Diesen Anzeichen entsprechen nicht notwendigerweise einer Ordensberufung, auch zur Ehe-Berufene können solche Regungen empfinden. Trotzdem ruft Gott meist durch solche innerlichen Bewegungen.

Und was ist, wenn ich mich täusche?

Der Teufel versucht zwar gute Menschen unter dem Schein des Guten in die Irre zu führen. Deshalb soll man immer unterscheiden (s.u.).

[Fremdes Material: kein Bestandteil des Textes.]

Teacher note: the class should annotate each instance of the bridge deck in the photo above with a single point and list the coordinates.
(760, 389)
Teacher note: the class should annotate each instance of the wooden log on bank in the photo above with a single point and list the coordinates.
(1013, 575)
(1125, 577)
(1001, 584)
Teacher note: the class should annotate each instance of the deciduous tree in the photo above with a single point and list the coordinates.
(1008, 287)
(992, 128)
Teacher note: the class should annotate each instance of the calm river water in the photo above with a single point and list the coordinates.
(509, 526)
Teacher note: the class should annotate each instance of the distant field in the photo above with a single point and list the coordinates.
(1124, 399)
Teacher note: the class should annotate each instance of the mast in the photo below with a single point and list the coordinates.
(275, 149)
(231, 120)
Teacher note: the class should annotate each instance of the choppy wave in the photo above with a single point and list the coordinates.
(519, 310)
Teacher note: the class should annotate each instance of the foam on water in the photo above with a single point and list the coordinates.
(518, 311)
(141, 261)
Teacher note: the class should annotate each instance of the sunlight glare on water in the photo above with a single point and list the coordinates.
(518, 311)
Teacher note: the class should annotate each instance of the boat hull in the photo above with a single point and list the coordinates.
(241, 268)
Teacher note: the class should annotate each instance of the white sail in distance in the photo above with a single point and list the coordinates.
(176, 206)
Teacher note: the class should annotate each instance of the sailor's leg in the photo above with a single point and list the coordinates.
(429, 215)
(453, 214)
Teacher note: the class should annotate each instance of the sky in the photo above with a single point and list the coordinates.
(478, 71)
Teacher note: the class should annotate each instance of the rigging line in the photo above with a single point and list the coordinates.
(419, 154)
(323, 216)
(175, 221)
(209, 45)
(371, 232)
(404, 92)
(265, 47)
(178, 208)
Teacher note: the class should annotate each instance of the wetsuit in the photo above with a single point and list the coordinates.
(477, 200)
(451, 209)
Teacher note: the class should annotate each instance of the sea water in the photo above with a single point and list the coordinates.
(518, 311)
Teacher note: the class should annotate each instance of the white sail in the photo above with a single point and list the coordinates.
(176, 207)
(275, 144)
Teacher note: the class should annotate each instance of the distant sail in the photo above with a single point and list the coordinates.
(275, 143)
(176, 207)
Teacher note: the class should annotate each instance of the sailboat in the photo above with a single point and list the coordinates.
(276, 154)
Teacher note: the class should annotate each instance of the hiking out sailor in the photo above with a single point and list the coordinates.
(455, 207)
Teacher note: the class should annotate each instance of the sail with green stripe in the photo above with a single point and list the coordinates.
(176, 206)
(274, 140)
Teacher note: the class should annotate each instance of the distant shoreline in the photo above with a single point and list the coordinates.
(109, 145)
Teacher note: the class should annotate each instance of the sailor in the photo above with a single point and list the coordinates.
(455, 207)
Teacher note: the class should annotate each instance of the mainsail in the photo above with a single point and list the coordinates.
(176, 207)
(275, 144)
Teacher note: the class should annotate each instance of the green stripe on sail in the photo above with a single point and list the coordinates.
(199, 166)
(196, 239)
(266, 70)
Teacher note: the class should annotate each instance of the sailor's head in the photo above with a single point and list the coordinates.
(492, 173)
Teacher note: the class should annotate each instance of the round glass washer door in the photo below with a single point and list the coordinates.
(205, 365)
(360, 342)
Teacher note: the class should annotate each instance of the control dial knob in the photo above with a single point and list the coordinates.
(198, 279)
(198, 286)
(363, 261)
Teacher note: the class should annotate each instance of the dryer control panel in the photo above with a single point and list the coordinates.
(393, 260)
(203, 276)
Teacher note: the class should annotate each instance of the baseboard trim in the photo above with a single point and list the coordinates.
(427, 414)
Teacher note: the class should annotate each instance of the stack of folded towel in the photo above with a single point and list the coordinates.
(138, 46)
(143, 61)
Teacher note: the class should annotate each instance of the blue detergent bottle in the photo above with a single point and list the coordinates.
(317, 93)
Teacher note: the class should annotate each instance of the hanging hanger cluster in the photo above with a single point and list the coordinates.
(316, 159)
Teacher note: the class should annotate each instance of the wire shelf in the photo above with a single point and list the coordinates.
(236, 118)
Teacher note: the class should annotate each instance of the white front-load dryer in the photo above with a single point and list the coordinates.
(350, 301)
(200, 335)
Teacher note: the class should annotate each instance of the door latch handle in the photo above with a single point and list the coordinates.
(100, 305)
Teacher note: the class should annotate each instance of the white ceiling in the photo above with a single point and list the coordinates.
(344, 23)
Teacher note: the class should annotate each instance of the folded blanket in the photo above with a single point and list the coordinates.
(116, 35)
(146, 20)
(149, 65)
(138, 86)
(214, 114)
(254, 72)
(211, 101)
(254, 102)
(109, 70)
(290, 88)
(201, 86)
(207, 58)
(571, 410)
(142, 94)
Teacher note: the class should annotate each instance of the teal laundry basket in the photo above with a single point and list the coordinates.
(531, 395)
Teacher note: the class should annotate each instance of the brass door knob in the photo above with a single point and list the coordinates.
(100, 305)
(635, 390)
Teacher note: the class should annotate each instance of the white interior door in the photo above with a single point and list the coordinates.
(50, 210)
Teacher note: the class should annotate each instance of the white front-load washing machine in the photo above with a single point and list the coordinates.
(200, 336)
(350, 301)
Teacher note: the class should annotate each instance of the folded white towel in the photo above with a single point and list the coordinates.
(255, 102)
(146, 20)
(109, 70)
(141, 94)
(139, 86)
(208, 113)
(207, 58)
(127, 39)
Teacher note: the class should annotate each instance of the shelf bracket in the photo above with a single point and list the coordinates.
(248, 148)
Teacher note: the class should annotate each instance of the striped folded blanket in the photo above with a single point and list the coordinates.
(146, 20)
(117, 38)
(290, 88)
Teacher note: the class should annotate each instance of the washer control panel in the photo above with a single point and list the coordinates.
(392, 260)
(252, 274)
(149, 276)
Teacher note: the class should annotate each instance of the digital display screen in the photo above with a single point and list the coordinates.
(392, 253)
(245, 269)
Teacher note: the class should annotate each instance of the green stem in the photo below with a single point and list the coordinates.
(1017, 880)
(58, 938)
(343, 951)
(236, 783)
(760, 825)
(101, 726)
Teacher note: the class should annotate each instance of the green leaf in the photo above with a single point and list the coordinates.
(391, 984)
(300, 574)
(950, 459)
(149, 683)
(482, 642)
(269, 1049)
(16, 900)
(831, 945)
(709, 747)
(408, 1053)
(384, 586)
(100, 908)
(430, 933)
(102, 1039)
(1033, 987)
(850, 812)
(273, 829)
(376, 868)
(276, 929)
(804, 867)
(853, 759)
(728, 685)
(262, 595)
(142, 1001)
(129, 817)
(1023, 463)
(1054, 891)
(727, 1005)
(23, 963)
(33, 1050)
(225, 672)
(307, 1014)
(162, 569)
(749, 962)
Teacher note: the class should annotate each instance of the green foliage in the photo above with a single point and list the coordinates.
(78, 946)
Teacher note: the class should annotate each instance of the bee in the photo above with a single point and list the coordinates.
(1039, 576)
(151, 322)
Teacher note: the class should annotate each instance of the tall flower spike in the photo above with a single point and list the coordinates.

Der Wunsch aber sich ganz Gott zu schenken, solche Gedanken, können nur von Gott selbst inspiriert sein. Ein so großes Verlangen, kommt auch nicht von uns selbst, aus unserer Menschennatur, sonder hat einen übernatürlichen Ursprung. Der heilige Johannes Bosco sagt: „Diejenigen, die im Herzen den Wunsch verspüren, diesen Stand der Vollkommenheit und Heiligkeit zu umfassen, können ohne Zweifel glauben, dass ein solcher Wunsch vom Himmel kommt, weil er zu großzügig ist und weit über den Empfindungen der Natur liegt.“

Sich für eine gute Wahl vorbereiten

Für die richtige Entscheidung braucht es eine gründliche Prüfung und das beständige Gebet. Nur so kann der Wille Gottes (und nicht der eigene) erkannt und befolgt werden. Die Geistlichen Übungen des Heiligen Ignatius von Loyola und vor allem seine Regeln sind eine große Hilfe zur Berufungsfindung (siehe unten). Auch kann ich eine Berufung nicht passiv erwarten, sondern muss aktiv in Dialog mit Gott treten, um zu erkennen, ob Er mich beruft z.B. zum Ordensleben und wozu genau z.B. zum IVE-Priester oder zum Benediktiner.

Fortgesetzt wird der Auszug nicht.